El Angel de la Sombra
de Leopoldo Lugones
Capítulo XCVI

XCVI


Solitario aun el club en aquel final de temporada veraniega, casi no había más concurrentes a la sala de armas que Suárez Vallejo y el doctor.

Tácito convenio impedíales hablar de la desgracia, aunque atribuyéndose recíprocamente falsos motivos. Sandoval, alguna promesa impuesta al amante; el otro, aquel siniestro fracaso que el médico debió cubrir con una verdadera fuga, bajo la insistencia atroz del grito materno en que clamaba el instinto infalible:

—Me la mató el mar! Me la mató el mar!

Pero el joven no le guardaba rencor, creyendo en la buena fe que parecía confirmar su tristeza trágica. Veía por el contrario en él algo de su pobre amor, que se lo tornaba a la vez lúgubre y simpático.

Los Almeidas habian decidido pasar el año en la estancia devastada por la inundación, no sólo a fin de reparar los perjuicios que fueron cuantiosos, sino para evitar las otras casas, demasiado llenas de recuerdos.

Cárdenas, leal siempre, no descuidaba un día a su amigo, multiplicando su ingenio con delicadeza "de hermana mayor" decía aquél. ¡Los sollozos que se había tragado, hasta socavar se garganta y corazón en ronquera de aneurisma!
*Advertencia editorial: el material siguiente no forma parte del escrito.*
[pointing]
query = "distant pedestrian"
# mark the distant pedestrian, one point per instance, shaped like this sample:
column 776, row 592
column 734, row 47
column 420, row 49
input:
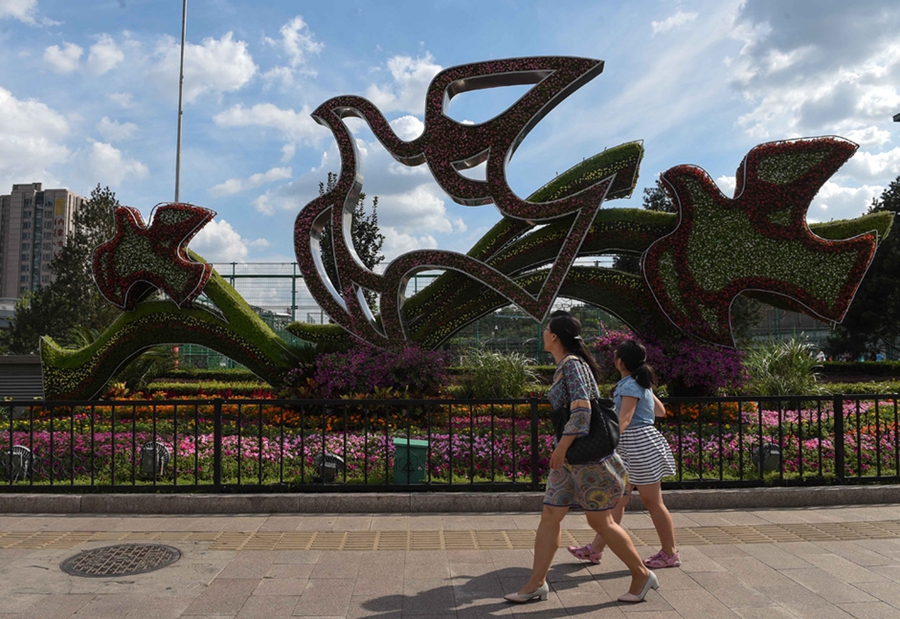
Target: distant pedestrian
column 645, row 452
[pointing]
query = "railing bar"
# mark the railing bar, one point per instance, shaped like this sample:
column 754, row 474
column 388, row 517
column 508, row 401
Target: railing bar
column 281, row 445
column 858, row 439
column 112, row 462
column 259, row 445
column 877, row 441
column 472, row 444
column 800, row 439
column 134, row 445
column 240, row 441
column 721, row 443
column 346, row 458
column 366, row 417
column 197, row 444
column 175, row 445
column 72, row 447
column 494, row 444
column 93, row 449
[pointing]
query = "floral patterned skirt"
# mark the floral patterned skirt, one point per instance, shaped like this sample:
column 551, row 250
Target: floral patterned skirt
column 595, row 486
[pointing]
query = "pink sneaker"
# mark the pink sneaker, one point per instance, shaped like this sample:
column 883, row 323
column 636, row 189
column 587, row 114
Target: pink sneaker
column 661, row 559
column 586, row 553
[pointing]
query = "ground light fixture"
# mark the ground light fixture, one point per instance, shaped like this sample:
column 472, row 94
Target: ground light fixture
column 16, row 463
column 767, row 457
column 328, row 466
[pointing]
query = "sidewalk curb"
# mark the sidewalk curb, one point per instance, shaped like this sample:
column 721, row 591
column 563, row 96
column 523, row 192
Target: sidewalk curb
column 415, row 502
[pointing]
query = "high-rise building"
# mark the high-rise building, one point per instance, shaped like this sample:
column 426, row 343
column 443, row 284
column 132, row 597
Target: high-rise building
column 34, row 225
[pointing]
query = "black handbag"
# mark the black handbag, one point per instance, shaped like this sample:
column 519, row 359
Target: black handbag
column 602, row 438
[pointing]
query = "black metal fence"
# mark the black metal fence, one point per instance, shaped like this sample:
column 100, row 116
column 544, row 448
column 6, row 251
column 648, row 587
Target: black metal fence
column 238, row 445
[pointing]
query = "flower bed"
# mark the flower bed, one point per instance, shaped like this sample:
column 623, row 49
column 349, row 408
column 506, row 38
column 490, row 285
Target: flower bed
column 276, row 444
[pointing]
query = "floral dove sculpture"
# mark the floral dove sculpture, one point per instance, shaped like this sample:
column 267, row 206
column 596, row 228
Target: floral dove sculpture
column 757, row 242
column 447, row 146
column 139, row 258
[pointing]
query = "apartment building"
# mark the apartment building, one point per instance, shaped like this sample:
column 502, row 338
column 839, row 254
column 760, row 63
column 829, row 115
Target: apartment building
column 34, row 224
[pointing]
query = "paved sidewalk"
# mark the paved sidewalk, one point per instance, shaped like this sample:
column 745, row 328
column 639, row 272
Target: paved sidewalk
column 821, row 562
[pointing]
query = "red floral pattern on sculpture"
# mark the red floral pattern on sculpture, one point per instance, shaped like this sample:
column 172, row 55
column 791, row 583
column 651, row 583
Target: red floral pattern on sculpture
column 138, row 257
column 447, row 146
column 759, row 241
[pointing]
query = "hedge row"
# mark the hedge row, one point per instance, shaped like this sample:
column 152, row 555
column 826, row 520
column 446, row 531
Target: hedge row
column 861, row 368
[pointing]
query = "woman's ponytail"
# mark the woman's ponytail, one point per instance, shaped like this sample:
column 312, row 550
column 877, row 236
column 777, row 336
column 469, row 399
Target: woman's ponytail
column 568, row 329
column 634, row 356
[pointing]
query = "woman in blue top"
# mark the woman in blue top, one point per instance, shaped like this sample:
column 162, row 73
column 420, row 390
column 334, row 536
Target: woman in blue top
column 595, row 486
column 644, row 450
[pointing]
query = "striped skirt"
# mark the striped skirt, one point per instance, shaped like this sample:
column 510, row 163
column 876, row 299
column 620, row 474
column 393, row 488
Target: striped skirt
column 646, row 454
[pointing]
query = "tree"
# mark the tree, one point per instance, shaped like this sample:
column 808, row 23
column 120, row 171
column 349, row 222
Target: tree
column 72, row 299
column 873, row 321
column 655, row 199
column 367, row 237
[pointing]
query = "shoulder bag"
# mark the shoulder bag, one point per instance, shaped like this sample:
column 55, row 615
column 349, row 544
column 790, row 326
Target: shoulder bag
column 602, row 438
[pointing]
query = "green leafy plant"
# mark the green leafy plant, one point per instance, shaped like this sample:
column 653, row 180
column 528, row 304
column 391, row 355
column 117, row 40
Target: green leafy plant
column 496, row 375
column 783, row 368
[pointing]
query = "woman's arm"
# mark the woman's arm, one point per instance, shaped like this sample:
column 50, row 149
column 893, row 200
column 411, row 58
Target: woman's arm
column 626, row 411
column 659, row 409
column 558, row 457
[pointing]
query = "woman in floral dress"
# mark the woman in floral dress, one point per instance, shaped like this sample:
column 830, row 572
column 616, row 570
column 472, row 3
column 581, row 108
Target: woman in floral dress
column 595, row 486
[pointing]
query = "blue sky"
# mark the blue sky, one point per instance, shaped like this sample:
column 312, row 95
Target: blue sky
column 88, row 95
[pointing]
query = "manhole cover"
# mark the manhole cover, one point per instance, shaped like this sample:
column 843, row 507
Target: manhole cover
column 121, row 560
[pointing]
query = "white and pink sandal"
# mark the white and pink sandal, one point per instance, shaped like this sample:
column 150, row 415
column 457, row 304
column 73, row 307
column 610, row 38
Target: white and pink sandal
column 586, row 553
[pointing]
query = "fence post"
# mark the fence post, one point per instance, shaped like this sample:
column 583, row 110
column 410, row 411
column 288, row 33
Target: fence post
column 535, row 460
column 838, row 405
column 217, row 444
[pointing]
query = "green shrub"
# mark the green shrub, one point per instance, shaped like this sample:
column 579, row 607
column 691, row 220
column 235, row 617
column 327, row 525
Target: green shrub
column 211, row 388
column 232, row 374
column 496, row 375
column 782, row 368
column 870, row 387
column 863, row 368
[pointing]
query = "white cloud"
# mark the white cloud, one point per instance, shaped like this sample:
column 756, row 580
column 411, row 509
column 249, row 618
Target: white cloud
column 408, row 127
column 23, row 10
column 215, row 66
column 31, row 139
column 817, row 68
column 63, row 59
column 296, row 126
column 113, row 130
column 410, row 79
column 297, row 41
column 727, row 185
column 105, row 164
column 397, row 243
column 868, row 136
column 835, row 201
column 104, row 55
column 421, row 209
column 670, row 23
column 234, row 185
column 122, row 99
column 217, row 241
column 873, row 166
column 263, row 204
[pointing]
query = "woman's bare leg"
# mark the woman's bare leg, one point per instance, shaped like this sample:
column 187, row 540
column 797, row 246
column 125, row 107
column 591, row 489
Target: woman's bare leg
column 619, row 542
column 618, row 513
column 651, row 497
column 546, row 543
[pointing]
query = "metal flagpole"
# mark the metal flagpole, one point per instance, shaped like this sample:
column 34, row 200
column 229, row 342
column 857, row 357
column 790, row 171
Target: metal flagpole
column 180, row 102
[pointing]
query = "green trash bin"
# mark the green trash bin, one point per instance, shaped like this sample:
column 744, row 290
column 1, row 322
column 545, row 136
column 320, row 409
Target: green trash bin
column 410, row 461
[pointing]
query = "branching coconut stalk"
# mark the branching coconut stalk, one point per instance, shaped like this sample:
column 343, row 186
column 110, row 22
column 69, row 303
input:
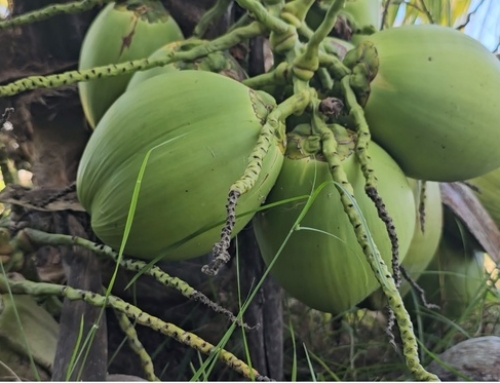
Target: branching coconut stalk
column 420, row 291
column 50, row 11
column 29, row 237
column 421, row 205
column 364, row 137
column 139, row 316
column 377, row 264
column 260, row 13
column 273, row 126
column 71, row 77
column 209, row 17
column 277, row 76
column 306, row 64
column 4, row 165
column 136, row 346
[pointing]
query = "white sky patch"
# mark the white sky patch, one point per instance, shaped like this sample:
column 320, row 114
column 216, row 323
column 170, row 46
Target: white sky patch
column 484, row 25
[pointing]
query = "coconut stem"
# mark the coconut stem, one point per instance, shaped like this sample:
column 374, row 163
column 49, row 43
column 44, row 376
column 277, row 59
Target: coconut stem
column 380, row 269
column 133, row 312
column 210, row 17
column 29, row 238
column 421, row 205
column 50, row 11
column 272, row 128
column 224, row 42
column 419, row 290
column 261, row 14
column 307, row 63
column 276, row 76
column 136, row 346
column 364, row 137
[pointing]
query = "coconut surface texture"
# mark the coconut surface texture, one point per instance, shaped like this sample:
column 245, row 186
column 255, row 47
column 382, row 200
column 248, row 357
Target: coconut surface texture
column 218, row 62
column 424, row 243
column 456, row 274
column 322, row 264
column 434, row 102
column 120, row 33
column 199, row 129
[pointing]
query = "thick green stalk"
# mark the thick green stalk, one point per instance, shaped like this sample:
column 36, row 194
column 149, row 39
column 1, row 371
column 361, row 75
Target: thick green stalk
column 377, row 264
column 28, row 237
column 136, row 346
column 210, row 17
column 306, row 64
column 49, row 11
column 277, row 76
column 364, row 138
column 297, row 9
column 334, row 65
column 133, row 312
column 274, row 126
column 71, row 77
column 260, row 13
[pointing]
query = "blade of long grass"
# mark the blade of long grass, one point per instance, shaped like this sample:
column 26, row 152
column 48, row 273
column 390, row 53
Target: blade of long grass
column 33, row 366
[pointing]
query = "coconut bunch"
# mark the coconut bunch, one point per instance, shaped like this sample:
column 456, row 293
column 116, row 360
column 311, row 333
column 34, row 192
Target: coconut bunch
column 335, row 153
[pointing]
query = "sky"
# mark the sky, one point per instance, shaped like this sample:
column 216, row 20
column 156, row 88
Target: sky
column 485, row 23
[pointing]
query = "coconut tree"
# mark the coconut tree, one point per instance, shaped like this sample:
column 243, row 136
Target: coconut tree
column 46, row 133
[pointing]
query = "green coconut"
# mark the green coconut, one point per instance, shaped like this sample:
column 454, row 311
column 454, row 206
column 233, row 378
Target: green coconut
column 322, row 263
column 423, row 244
column 123, row 31
column 456, row 274
column 200, row 129
column 218, row 62
column 433, row 105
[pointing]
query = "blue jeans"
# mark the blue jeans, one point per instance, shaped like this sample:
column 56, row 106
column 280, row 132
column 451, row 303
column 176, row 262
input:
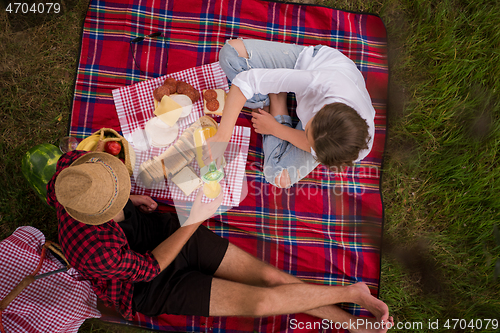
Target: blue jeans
column 278, row 154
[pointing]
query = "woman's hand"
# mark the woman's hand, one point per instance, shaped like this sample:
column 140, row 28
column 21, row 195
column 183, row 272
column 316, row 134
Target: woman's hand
column 202, row 211
column 144, row 202
column 264, row 123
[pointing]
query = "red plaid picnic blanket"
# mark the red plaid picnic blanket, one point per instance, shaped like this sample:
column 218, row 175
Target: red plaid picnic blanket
column 135, row 106
column 326, row 229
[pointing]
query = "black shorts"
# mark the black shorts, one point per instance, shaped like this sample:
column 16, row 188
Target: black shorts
column 183, row 287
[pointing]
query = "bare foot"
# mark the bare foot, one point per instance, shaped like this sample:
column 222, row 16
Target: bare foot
column 364, row 298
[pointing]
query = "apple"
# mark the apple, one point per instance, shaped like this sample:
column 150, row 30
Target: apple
column 113, row 147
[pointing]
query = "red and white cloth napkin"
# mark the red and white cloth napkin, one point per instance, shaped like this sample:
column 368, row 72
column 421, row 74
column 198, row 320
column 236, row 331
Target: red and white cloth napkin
column 135, row 106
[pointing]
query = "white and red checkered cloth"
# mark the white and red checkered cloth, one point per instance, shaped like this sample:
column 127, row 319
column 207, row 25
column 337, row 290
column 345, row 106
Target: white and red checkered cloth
column 135, row 106
column 57, row 303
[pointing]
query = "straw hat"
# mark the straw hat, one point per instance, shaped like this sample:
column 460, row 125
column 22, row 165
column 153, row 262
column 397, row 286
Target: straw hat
column 94, row 189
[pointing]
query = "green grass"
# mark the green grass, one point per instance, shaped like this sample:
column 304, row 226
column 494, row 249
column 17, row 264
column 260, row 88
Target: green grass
column 441, row 175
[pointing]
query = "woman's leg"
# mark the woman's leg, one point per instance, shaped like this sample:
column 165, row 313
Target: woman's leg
column 239, row 55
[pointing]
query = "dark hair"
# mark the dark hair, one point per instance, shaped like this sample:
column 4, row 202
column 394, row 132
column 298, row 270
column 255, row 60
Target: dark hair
column 339, row 134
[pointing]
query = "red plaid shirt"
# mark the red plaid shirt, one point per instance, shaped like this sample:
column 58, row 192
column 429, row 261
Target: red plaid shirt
column 101, row 253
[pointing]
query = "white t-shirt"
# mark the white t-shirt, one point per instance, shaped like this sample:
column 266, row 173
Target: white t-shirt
column 328, row 77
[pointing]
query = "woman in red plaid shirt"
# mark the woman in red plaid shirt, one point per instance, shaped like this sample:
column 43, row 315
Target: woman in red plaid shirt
column 141, row 260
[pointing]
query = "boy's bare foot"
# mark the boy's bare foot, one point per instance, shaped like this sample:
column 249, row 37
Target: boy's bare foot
column 265, row 108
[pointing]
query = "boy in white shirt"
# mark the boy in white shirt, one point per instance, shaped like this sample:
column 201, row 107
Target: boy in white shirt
column 336, row 116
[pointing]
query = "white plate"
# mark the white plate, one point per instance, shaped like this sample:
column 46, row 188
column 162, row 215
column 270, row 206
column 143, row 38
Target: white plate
column 160, row 133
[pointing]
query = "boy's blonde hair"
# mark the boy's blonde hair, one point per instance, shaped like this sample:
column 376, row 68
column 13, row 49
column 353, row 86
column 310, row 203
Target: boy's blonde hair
column 339, row 134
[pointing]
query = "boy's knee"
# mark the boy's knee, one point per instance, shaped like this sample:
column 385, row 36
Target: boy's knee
column 239, row 46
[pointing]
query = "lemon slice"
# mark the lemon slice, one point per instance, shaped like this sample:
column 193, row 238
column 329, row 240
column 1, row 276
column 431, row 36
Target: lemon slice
column 211, row 189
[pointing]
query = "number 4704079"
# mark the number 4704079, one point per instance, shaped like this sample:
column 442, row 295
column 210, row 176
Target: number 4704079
column 37, row 8
column 478, row 324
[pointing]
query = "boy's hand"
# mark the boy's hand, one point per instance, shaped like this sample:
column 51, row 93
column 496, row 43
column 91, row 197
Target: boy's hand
column 144, row 202
column 264, row 123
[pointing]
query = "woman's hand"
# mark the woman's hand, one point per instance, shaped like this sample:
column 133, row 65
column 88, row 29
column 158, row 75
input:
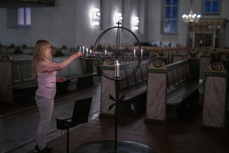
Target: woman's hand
column 78, row 54
column 60, row 79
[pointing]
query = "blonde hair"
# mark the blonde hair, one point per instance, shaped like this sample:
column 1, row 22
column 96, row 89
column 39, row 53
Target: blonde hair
column 39, row 54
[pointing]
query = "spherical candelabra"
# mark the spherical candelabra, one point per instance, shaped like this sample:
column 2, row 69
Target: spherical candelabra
column 114, row 57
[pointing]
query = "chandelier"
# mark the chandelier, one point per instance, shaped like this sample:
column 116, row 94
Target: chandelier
column 191, row 17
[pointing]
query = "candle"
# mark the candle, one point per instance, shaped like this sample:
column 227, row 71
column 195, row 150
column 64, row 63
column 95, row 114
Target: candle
column 117, row 69
column 86, row 51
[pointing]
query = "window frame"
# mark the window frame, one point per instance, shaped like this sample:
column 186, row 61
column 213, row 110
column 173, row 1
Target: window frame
column 13, row 18
column 163, row 19
column 211, row 13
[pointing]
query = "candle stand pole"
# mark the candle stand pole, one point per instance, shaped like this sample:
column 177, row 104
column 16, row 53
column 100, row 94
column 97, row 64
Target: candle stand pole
column 116, row 104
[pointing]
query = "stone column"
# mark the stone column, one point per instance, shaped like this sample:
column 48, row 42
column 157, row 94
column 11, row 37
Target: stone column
column 156, row 92
column 6, row 78
column 215, row 97
column 205, row 61
column 107, row 88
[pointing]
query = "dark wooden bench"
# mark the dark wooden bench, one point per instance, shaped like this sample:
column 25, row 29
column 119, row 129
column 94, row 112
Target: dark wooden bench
column 134, row 88
column 19, row 73
column 170, row 85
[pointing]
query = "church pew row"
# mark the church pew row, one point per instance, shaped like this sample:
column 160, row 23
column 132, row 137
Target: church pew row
column 17, row 76
column 177, row 77
column 170, row 85
column 215, row 98
column 134, row 88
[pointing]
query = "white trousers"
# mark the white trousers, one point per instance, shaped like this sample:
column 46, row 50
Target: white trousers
column 45, row 106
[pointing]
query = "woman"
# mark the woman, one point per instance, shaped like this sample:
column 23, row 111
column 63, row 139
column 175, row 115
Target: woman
column 44, row 70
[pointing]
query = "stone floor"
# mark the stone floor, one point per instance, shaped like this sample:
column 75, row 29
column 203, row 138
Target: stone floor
column 179, row 135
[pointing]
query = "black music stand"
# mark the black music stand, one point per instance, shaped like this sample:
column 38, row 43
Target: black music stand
column 80, row 115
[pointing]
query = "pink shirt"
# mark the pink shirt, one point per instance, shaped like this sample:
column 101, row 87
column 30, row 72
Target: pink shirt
column 46, row 84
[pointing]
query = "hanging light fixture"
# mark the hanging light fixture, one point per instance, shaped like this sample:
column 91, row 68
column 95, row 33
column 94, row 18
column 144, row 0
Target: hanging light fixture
column 191, row 17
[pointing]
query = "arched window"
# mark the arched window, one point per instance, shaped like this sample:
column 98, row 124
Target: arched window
column 170, row 19
column 211, row 7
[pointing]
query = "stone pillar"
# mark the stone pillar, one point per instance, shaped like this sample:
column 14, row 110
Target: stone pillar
column 215, row 97
column 163, row 57
column 205, row 61
column 156, row 92
column 6, row 78
column 107, row 88
column 177, row 56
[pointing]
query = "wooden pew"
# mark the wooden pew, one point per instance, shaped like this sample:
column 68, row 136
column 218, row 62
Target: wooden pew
column 133, row 88
column 170, row 85
column 19, row 79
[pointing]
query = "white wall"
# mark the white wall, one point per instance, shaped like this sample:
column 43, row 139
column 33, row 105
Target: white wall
column 69, row 23
column 154, row 18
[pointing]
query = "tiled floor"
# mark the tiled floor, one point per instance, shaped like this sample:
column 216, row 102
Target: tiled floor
column 179, row 135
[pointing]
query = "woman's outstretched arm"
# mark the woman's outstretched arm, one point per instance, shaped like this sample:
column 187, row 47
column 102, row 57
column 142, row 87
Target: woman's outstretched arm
column 50, row 66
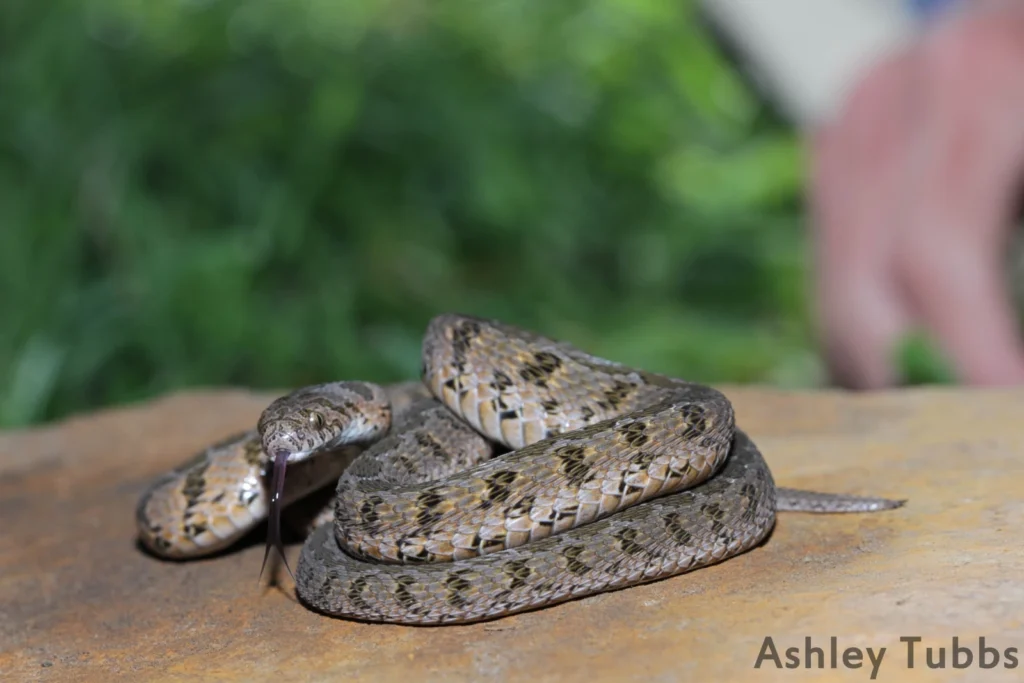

Y en cuanto a Blas, Suárez Vallejo recordaría siempre aquel día de su llegada, en que, de pura pena, habíasele escondido tras la puerta de la estación, por no faltarle al respeto con el llanto que no iba a poder ahogar. Ahora vivía a su servicio en la pensión, o mejor dicho a su arrimo; y por la tarde, cuando salían todos, buscaba el umbral de la cocina donde se acurrucaba como un perro para llorar a solas.

Suárez Vallejo no tenía más distracción que sus asaltos de esgrima con Sandoval.

La existencia no le representaba ya sino una amarga espera, indefinida en titubeante estupor.

Existencia, que no vida, ya que él mismo no era sino una ilusión corporal en este mundo: una sombra del otro lado...

...Aquel más allá que tampoco percibía sino como una vaga quietud gris: una vaguedad de insomnio en la niebla...

Por esto, una de esas mañanas de esgrima, habíalo sorprendido su propio entusiasmo ante el doctor. Probablemente, díjose, debido a la misma intensidad del juego, si no a la pasión comunicativa de su adversario.

Concluída su lección, el maestro acababa de retirarse.

Sandoval atacaba con ímpetu, multiplicando los batimientos. El centelleo de su mirada era tal, que a despecho de la careta, la alegre valentía del hierro parecía iluminar su palidez. Aguantaba el otro, correcto, hasta reducir su línea al perfil de un rayo de luz; y con elástico apronte, recogíase en la guardia, envuelto por su inevitable punta.

De pronto, tras dos breves fintas, batió a su vez, entrando al grito.

Sintió a un tiempo caer un pedazo de hoja y hundirse su espada rota en la carne.

—Tocado!—gritó con arrogante homenaje Sandoval, empinando su careta.